Neoplasie ematologiche come leucemie, sindromi mielodisplastiche, neoplasie mieloproliferative, linfomi e mieloma multiplo possono essere potenzialmente curate o avere una sopravvivenza migliorata in una frazione considerevole di casi: ecco perché, in base a quanto emerge dalla ricerca, le infezioni possono ridurre l’aspettativa di vita. I pazienti con neoplasie ematologiche hanno generalmente un’immunodeficienza di lunga durata a causa della neoplasia stessa, dei trattamenti antitumorali o in conseguenza di procedure come il trapianto di cellule staminali ematopoietiche. Sono stati pubblicati diversi piccoli studi sul risultato di pazienti con neoplasie ematologiche e Covid-19: al 22 giugno 2020, l’Italia aveva 239.627 casi accertati di contagio, secondo l’Istituto Superiore di Sanità, di cui 33.498 (13,9%) deceduti. Questo studio di coorte multicentrico, retrospettivo, ha incluso pazienti adulti di età uguale o superiore ai 18 anni, con diagnosi di neoplasia ematologica e Covid-19 sintomatico confermato in laboratorio. L’obiettivo primario era stabilire il tasso di mortalità e la valutazione dei potenziali parametri predittivi della stessa lungo un follow-up mediano di 20 giorni.
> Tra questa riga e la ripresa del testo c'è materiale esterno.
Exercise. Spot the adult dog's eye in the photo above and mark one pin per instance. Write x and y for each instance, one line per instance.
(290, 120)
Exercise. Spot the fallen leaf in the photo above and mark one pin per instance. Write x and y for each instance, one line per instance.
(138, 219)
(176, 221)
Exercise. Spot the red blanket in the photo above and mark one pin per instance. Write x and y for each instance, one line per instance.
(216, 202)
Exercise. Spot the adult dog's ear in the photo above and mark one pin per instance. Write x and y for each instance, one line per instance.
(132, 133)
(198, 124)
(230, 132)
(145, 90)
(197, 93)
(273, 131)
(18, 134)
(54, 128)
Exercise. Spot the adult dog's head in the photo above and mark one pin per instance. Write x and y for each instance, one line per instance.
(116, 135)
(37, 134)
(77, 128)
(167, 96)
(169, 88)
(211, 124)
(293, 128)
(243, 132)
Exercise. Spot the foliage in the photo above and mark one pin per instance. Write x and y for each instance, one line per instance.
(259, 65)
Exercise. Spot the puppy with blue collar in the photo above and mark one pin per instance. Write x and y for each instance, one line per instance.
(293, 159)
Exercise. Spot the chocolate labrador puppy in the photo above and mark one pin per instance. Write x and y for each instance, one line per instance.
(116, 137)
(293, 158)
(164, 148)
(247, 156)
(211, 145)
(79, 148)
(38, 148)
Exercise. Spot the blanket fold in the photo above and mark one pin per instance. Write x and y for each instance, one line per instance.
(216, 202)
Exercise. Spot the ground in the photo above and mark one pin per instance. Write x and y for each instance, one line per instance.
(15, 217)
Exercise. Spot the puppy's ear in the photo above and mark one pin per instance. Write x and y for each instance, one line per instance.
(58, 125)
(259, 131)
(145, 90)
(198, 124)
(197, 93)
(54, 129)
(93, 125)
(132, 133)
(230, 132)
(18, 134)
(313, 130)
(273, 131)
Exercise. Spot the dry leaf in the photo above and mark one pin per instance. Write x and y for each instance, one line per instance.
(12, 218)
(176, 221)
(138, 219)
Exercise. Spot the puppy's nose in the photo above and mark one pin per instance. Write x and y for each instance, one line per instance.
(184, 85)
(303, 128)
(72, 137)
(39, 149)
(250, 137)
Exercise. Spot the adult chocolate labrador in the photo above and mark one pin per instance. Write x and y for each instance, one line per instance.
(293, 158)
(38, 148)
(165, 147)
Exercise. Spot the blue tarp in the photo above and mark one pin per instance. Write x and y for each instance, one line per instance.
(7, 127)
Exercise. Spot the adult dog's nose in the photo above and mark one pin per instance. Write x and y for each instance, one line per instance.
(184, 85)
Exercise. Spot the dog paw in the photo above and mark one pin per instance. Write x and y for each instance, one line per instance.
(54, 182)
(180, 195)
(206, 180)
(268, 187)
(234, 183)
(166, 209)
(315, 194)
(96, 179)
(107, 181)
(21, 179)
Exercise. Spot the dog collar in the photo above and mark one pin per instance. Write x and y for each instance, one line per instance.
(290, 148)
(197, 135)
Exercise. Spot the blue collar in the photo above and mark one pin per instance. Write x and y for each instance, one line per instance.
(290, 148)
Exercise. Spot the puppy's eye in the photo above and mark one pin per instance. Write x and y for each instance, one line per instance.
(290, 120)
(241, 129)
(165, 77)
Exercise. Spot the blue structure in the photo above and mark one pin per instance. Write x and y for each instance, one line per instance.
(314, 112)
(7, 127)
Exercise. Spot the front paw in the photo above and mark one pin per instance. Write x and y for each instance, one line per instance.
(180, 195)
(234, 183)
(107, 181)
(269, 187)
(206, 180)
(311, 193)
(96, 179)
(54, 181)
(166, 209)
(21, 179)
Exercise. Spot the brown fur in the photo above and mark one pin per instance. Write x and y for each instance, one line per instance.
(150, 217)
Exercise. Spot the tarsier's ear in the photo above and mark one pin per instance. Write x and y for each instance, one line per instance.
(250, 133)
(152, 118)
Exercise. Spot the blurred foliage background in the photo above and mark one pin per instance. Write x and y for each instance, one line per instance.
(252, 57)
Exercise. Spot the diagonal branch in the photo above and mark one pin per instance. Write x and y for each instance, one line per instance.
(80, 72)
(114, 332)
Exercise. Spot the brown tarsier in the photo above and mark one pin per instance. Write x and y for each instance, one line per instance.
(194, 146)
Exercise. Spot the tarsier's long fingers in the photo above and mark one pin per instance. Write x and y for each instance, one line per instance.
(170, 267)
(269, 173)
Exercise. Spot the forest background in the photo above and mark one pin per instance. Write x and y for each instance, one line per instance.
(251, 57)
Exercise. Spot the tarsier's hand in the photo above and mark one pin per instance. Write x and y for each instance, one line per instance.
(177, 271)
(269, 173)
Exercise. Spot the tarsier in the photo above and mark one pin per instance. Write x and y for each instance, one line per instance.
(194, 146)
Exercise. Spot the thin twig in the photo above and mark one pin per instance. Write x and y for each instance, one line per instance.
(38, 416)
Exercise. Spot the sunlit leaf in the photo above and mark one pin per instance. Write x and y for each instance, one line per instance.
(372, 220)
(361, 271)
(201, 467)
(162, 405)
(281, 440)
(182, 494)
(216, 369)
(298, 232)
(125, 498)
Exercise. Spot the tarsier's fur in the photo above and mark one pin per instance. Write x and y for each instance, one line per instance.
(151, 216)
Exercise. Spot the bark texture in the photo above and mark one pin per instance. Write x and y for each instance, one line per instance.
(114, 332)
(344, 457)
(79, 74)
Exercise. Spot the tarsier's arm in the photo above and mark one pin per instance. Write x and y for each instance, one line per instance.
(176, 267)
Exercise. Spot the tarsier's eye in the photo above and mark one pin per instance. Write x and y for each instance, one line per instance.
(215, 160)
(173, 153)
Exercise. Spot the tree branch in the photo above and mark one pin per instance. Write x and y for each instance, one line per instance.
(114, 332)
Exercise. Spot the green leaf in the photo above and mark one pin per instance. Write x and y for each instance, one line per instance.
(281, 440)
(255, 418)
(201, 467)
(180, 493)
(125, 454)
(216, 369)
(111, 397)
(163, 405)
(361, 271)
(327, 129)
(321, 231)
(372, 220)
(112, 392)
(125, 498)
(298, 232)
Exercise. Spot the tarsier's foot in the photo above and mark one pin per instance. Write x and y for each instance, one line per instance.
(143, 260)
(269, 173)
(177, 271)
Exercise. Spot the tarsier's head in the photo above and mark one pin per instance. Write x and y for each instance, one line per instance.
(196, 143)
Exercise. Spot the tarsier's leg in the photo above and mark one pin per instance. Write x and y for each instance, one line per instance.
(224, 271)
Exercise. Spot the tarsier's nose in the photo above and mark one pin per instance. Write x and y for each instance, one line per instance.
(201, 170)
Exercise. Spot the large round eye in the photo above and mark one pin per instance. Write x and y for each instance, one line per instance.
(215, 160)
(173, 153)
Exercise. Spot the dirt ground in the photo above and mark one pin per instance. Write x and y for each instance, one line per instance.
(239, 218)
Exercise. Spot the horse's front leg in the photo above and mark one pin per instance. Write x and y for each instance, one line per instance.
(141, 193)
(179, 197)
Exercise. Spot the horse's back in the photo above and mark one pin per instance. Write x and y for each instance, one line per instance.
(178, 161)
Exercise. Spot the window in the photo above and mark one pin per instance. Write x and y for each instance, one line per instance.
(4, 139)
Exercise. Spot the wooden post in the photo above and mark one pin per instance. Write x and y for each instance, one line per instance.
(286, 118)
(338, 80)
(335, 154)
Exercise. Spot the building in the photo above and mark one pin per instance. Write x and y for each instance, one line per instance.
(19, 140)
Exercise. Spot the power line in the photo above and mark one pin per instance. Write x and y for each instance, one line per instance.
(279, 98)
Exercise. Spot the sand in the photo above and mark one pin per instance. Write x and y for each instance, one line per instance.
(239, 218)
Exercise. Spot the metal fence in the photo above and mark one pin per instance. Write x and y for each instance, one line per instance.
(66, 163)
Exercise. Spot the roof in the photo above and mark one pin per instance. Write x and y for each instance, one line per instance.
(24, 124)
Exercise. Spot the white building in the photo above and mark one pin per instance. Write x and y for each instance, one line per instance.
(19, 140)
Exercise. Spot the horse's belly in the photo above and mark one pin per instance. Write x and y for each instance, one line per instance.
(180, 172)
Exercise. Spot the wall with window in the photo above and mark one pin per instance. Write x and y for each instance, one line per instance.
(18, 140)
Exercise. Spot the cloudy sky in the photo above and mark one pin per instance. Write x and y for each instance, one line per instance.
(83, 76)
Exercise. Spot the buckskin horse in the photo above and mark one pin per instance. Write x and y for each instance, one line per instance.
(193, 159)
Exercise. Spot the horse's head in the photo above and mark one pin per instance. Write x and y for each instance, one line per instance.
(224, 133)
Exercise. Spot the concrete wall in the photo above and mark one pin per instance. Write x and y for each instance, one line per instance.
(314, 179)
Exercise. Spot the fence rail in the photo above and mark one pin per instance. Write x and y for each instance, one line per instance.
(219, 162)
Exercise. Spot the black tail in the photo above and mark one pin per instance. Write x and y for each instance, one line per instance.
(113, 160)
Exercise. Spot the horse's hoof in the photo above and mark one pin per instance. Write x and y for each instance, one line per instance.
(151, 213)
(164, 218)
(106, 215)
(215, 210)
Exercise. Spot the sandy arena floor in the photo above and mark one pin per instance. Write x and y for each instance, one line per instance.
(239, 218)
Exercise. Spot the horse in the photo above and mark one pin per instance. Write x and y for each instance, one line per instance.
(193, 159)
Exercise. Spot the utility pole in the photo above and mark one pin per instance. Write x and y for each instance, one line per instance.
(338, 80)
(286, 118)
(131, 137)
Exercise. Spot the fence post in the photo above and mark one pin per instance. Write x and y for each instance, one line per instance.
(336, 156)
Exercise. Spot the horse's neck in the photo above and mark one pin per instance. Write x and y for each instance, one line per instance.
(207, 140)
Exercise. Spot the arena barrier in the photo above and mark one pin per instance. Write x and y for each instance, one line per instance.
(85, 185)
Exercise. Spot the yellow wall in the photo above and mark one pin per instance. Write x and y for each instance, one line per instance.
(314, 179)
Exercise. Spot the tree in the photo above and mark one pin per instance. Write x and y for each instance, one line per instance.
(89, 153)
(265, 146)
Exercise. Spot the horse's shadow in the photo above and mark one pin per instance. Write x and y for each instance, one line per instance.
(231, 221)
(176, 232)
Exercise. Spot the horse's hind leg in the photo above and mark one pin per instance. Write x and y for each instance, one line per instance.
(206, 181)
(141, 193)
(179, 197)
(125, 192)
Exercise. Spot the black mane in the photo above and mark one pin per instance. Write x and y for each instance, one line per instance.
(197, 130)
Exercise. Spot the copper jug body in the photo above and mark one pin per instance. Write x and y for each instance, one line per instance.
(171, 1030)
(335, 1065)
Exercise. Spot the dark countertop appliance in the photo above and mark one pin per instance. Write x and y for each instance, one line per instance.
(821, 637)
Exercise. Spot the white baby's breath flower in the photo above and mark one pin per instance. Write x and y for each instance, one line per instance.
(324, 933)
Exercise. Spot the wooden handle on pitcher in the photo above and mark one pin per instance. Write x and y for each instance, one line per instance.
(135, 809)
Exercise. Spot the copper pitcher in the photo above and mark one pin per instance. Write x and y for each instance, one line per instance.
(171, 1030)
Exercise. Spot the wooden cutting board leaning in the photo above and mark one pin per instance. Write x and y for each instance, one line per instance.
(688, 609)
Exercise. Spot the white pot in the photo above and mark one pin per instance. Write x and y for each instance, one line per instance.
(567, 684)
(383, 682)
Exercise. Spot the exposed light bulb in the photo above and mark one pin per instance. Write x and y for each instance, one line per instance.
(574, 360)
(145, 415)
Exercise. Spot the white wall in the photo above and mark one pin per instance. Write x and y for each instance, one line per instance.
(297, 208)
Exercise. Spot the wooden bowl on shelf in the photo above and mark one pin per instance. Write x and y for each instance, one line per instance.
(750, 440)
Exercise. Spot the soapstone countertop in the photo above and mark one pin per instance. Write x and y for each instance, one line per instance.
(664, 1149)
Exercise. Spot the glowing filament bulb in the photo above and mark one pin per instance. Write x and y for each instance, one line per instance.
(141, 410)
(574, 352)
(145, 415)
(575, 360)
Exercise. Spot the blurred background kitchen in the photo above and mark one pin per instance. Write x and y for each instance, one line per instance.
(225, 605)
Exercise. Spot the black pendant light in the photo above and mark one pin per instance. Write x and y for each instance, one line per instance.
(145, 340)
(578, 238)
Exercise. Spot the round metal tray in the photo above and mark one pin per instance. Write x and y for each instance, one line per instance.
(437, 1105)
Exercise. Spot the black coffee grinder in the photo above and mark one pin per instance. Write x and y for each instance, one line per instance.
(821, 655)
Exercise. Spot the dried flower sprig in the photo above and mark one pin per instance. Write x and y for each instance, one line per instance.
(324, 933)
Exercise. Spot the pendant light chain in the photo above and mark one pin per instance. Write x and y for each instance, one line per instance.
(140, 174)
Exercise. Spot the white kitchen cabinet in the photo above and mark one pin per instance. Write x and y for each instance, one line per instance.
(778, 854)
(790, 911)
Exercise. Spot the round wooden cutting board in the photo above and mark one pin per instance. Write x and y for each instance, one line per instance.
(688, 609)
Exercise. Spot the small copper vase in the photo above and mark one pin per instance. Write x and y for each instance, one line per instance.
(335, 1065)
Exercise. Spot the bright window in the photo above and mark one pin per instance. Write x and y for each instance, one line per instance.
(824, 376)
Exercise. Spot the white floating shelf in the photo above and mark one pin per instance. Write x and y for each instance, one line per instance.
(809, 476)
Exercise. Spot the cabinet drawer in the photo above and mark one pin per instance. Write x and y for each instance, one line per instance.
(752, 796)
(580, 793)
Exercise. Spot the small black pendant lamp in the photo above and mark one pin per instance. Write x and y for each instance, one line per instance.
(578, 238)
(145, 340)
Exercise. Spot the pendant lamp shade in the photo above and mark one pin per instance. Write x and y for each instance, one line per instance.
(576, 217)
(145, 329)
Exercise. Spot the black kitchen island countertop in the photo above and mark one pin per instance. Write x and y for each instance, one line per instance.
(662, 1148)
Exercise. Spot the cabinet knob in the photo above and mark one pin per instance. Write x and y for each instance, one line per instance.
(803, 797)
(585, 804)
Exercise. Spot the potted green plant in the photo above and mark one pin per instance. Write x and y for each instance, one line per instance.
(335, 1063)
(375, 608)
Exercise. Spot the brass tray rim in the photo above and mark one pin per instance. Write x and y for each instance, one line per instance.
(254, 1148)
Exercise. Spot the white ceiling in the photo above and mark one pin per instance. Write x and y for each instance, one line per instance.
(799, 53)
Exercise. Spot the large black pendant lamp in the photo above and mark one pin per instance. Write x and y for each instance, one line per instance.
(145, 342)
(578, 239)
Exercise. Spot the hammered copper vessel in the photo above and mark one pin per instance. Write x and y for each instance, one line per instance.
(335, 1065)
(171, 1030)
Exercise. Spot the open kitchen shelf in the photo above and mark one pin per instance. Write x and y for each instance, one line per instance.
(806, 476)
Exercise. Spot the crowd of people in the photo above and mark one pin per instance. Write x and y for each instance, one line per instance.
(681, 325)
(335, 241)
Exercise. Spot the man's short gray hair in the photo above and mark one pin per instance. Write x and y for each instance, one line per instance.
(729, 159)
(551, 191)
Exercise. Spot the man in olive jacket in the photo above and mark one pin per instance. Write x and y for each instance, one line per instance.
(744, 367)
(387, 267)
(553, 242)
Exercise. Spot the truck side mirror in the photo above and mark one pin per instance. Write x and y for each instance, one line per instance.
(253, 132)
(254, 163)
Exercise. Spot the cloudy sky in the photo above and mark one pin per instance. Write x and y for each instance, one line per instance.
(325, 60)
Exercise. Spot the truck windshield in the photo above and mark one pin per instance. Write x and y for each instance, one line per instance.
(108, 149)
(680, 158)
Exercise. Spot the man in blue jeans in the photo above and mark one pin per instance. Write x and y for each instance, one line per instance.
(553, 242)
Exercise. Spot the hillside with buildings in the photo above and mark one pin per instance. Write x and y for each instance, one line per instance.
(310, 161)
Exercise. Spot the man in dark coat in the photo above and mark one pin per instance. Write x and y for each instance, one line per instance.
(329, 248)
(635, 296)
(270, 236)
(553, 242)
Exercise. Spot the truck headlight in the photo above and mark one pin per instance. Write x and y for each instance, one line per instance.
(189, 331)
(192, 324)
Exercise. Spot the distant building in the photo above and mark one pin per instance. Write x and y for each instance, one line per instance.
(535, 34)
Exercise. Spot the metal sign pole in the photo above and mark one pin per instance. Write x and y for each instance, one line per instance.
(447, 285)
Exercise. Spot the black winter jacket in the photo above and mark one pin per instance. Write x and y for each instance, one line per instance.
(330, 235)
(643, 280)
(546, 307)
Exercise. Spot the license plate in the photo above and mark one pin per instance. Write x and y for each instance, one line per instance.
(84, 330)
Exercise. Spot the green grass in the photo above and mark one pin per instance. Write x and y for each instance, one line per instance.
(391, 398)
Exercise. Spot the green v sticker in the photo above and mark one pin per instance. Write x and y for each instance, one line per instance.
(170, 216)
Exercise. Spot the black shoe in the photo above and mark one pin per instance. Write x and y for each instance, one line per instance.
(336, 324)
Dei 451 pazienti ospedalizzati, 440 (quindi la quasi totalità) hanno completato il percorso ospedaliero, con dimissioni o, nei casi peggiori, il decesso. Dei 536 complessivi, 198 sono deceduti. 

 

Per tutti, durante il ricovero, sono stati raccolti dati su parametri di laboratorio, possibili complicazioni, esposizione al farmaco e risultati (ad esempio ricovero in terapia intensiva, decesso o dimissioni). I dati sulle caratteristiche e gli esiti dei pazienti sono stati estratti dai ricercatori dello studio da cartelle cliniche elettroniche o indici come età, sesso, comorbidità di Charlson, tipo e stato di neoplasia ematologica, tempo trascorso dalla diagnosi di neoplasia ematologica a quella di Covid-19, tempo trascorso dall’ultima terapia del tumore ematologico per diagnosi e livello di gravità del virus. Quando si confrontava la mortalità nella coorte con la popolazione generale con Covid, risultava che la mortalità dei pazienti con neoplasie ematologiche positivi al virus era quasi quattro volte superiore a quella della popolazione generale. In ambito ematologico, i pazienti di età inferiore ai 70 anni sono spesso candidati a trattamenti come il trapianto di cellule staminali ematopoietiche e hanno un’alta probabilità di sopravvivenza a lungo termine o di ottenere una potenziale cura. Confrontando questi pazienti con una coorte non Covid-19 con neoplasie ematologiche, è invece emerso che la mortalità dei pazienti con neoplasie ematologiche e positivi era 41 volte superiore a quella di coloro che risultavano invece negativi. 

 

I risultati dello studio suggeriscono che non è giustificato rifiutare trattamenti specifici efficaci ai pazienti con neoplasie ematologiche durante la pandemia Covid-19, soprattutto perché l’effetto immunosoppressivo dei trattamenti è di lunga durata. Nel caso dell’infezione da SARS-CoV-2, il tipo e lo stato della malattia sono i principali fattori di esito. Misure preventive meticolose sono cruciali in questo contesto e sono necessarie sperimentazioni future su trattamenti antivirali specifici. Sarà necessario stabilire piani per la futura vaccinazione anti-Covid prioritaria per pazienti e operatori sanitari.